The key to the campaign's success was that the advertisers were seemingly legitimate companies; however, they were actually criminals looking to distribute ransomware, banking Trojans, bots and other malware, which is how the infected ads – not legitimate ads – appeared on thousands of publishers’ websites worldwide.

During this campaign, which is still active, Check Point reportedly saw 40,000 clicks per week on these malicious ads. Cyber-criminals, who measure the return on investment of their ad spend by comparing it to the money they make from crypto-mining and ransom, are compromising the legitimate business of online advertising, exploiting it to display malware-infected ads.

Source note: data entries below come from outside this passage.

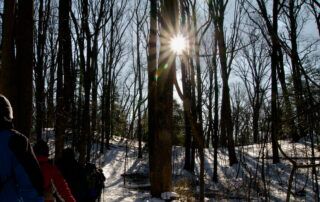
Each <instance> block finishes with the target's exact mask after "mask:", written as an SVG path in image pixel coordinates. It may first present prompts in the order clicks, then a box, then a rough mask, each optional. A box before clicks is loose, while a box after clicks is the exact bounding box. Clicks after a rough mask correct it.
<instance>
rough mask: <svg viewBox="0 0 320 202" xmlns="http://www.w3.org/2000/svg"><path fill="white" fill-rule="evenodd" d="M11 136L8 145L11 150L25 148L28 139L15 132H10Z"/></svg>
mask: <svg viewBox="0 0 320 202" xmlns="http://www.w3.org/2000/svg"><path fill="white" fill-rule="evenodd" d="M10 132H11V136H10V141H9V145H10V147H11V148H20V149H22V148H26V147H27V145H28V142H29V140H28V138H27V137H26V136H25V135H23V134H22V133H20V132H18V131H16V130H10Z"/></svg>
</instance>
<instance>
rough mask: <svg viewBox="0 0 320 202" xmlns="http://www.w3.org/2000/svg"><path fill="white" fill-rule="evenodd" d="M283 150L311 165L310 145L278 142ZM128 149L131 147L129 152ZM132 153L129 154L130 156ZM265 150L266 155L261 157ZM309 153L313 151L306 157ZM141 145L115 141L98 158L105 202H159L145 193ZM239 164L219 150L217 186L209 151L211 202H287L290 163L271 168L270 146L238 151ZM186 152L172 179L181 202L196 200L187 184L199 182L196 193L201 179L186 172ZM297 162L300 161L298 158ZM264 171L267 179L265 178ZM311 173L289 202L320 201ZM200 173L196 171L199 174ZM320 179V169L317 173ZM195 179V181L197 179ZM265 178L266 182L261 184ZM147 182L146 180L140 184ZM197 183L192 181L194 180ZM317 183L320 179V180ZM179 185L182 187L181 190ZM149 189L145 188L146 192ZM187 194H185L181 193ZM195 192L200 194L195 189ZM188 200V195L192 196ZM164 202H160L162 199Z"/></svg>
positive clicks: (295, 182) (181, 187) (143, 168)
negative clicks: (250, 200)
mask: <svg viewBox="0 0 320 202" xmlns="http://www.w3.org/2000/svg"><path fill="white" fill-rule="evenodd" d="M279 143H280V145H281V147H282V148H283V150H284V151H285V152H286V153H287V154H288V155H289V156H292V157H294V158H295V160H297V161H299V162H300V163H301V164H308V163H310V157H311V148H310V143H308V142H307V143H305V141H303V143H295V144H293V143H290V142H288V141H280V142H279ZM126 145H128V146H127V147H126ZM126 151H127V152H126ZM262 151H264V153H263V152H262ZM306 151H308V152H306ZM137 152H138V149H137V145H136V142H133V141H128V142H127V143H126V142H125V141H124V140H122V141H120V139H114V140H113V142H112V147H111V149H110V150H108V151H107V152H106V153H105V154H104V155H100V157H99V158H97V163H98V164H100V166H101V167H102V168H103V171H104V174H105V176H106V178H107V180H106V182H105V189H104V192H103V196H102V198H101V201H104V202H113V201H114V202H118V201H128V202H129V201H135V202H140V201H159V200H157V199H151V196H150V194H149V191H148V189H147V188H146V183H148V180H147V173H148V167H147V159H148V157H147V153H146V152H145V153H144V157H143V158H142V159H138V158H137ZM315 152H316V155H315V156H316V157H317V158H316V163H319V156H320V153H319V150H318V149H315ZM237 155H238V159H239V161H240V163H239V164H237V165H234V166H232V167H230V166H229V165H228V157H227V151H226V150H224V149H220V150H219V153H218V158H219V160H218V174H219V183H213V182H212V172H213V171H212V170H213V150H212V149H206V156H205V182H206V200H207V201H221V200H222V201H230V200H232V201H247V200H249V197H250V200H252V201H263V199H264V198H265V197H264V196H265V195H268V200H270V201H285V199H286V193H287V187H288V180H289V176H290V172H291V170H292V166H291V163H290V162H289V161H285V160H284V159H283V158H281V163H278V164H272V158H271V157H272V150H271V144H265V145H249V146H244V147H238V148H237ZM183 157H184V150H183V148H182V147H174V149H173V156H172V160H173V161H172V162H173V179H174V181H175V182H174V187H175V191H176V192H178V193H184V195H185V196H181V198H180V200H179V201H194V200H195V199H194V198H193V197H192V194H191V193H190V194H188V192H192V191H193V193H194V190H189V189H188V186H187V185H186V184H187V183H185V184H184V185H183V187H181V184H183V182H184V180H185V181H187V182H188V181H194V182H195V184H194V185H193V186H195V187H196V189H197V185H196V183H197V180H196V179H197V178H196V177H195V176H193V175H191V174H188V173H187V172H186V171H184V170H183ZM296 157H298V158H296ZM197 163H199V162H197ZM262 168H263V169H264V171H265V172H264V176H263V175H262V174H261V173H262V172H261V171H262ZM311 170H312V169H311V168H309V169H306V168H305V169H298V170H297V171H296V174H295V176H294V179H293V183H292V193H293V194H295V195H293V194H291V196H290V201H315V200H316V198H315V194H314V193H315V192H314V191H313V189H314V188H315V184H314V183H313V182H314V181H315V179H314V175H313V176H312V175H311ZM123 173H129V174H130V173H135V174H137V173H139V174H140V175H142V177H141V176H140V181H139V182H137V181H133V180H132V179H131V178H130V177H127V178H125V181H124V178H123V176H122V174H123ZM197 173H199V171H198V170H197V169H196V174H195V175H197ZM317 173H318V175H317V176H319V175H320V174H319V168H317ZM192 176H193V177H192ZM262 178H264V179H265V180H264V182H263V181H262V180H261V179H262ZM141 179H142V180H141ZM191 179H193V180H191ZM317 180H318V182H319V181H320V178H319V177H318V179H317ZM178 185H180V187H179V186H178ZM144 188H146V189H144ZM181 189H184V191H181ZM196 189H195V190H196ZM188 195H189V196H188ZM160 201H161V200H160Z"/></svg>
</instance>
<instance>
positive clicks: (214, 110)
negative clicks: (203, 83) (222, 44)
mask: <svg viewBox="0 0 320 202" xmlns="http://www.w3.org/2000/svg"><path fill="white" fill-rule="evenodd" d="M214 41H215V42H214V51H213V58H212V64H213V68H214V69H213V71H214V122H213V124H214V125H213V138H212V140H213V142H212V144H213V148H214V153H213V178H212V179H213V181H214V182H217V181H218V146H219V136H218V132H219V109H218V108H219V85H218V65H217V38H216V37H215V39H214Z"/></svg>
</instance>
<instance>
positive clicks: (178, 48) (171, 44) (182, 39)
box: [170, 35, 187, 55]
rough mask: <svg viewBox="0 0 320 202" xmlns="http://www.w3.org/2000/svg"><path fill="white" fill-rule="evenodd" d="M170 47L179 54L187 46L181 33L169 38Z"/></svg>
mask: <svg viewBox="0 0 320 202" xmlns="http://www.w3.org/2000/svg"><path fill="white" fill-rule="evenodd" d="M170 48H171V50H172V51H173V52H175V53H176V54H178V55H180V54H181V53H182V52H183V51H185V50H186V48H187V40H186V39H185V38H184V37H183V36H182V35H177V36H175V37H173V38H172V39H171V40H170Z"/></svg>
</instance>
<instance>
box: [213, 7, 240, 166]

Recognizing that threat actors will always search for new ways to spread their attack campaigns, researchers anticipate seeing more of these types of attacks, though the involvement of seemingly legitimate online advertising companies is of great concern. “We can’t help but wonder – is the online advertising industry responsible for the public’s safety? Indeed, how can we be certain that the advertisement we encounter while visiting legitimate websites are not meant to harm us?” the researchers wrote.